柱の柱脚部(高さ30~50cm程度)をガスバーナーで切断除去する。柱脚基礎天端をはつり、アンカーボルトの出をさらに切り取る。この後、柱脚基礎天端(及び柱脚側面コンクリート表面)の目荒らしを行う。
6.柱脚部基礎のアンカー補強及び増打ち
既存柱脚部コンクリートに補強用の根巻き鋼板(頭付きスタッド付)をあと施工アンカーにて取り付ける。

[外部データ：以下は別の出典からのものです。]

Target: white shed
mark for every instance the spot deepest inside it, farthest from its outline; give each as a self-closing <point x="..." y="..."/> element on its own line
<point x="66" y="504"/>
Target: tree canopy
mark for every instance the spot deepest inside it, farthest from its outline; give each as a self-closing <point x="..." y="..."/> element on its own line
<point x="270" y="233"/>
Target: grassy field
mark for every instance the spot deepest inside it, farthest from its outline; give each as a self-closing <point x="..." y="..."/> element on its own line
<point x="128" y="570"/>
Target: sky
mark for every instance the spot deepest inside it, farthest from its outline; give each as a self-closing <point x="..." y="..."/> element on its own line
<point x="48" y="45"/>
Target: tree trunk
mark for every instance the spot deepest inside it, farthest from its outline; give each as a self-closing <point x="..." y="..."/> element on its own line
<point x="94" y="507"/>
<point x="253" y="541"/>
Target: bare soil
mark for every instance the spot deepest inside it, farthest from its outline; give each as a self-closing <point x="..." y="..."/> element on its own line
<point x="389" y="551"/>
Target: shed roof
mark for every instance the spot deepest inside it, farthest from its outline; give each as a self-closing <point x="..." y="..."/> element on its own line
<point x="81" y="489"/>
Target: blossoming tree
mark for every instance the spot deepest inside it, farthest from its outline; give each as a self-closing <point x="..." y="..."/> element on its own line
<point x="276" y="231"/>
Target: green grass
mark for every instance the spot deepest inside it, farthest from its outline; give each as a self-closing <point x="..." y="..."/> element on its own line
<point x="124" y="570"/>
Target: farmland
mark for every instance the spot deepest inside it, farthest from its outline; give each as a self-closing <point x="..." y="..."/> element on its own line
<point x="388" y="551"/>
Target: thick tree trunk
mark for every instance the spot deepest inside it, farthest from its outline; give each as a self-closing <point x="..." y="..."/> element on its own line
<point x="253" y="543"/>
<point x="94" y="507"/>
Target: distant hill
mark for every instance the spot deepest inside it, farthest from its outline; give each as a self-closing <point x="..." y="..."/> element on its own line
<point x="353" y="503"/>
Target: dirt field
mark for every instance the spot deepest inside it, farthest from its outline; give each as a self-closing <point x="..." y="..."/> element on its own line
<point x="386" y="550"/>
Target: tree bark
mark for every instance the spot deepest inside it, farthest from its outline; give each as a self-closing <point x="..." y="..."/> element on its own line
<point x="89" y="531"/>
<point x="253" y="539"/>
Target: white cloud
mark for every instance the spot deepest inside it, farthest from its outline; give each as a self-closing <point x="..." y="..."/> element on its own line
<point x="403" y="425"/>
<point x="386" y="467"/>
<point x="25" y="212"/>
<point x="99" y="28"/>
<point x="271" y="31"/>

新設柱脚のアンカーボルト固定用に、あと施工アンカーボルトを設置する。
既存柱脚部コンクリートと補強用の根巻き鋼板との間に無収縮モルタルを充てんする。
配筋(含、新設柱脚のアンカーボルト)、型枠組立て後、新設柱脚コンクリートを充てん不良を起こさないよう打設する。
7.柱脚の新設
新設柱脚部を組み立てた後、現場溶接により既存柱に取り付ける。
溶接部の外観検査及び非破壊検査を行う。
新設柱脚の下部に無収縮モルタルを注入の上養生する。
新設柱脚のアンカーボルトを締める。
新設柱脚及び周辺の鋼材等に塗装(防錆処理)等を行う。
柱の垂直度等を確認する。
8.下地材・仕上材の復旧
必要に応じて柱・梁仕口部分等を目視にて確認し、補強を行う。
以下の部分を復旧する。
  • 外壁下地材、仕上材、開口部、
  • 床下地材、仕上材(フローリング等)
  • 内壁ボード、仕上材
  • 基礎部分仕上げ
9.最終確認
工事全体の仕上がりを確認する。
足場等を撤去のうえ、片付け・清掃を行う。
備考
  • 耐火被覆がある場合には、その撤去、復旧工事が発生する。
  • 振動に関する不具合に当該補修方法を適用する場合、「5.工事手順の例」における建入れ直し工程は必要ない。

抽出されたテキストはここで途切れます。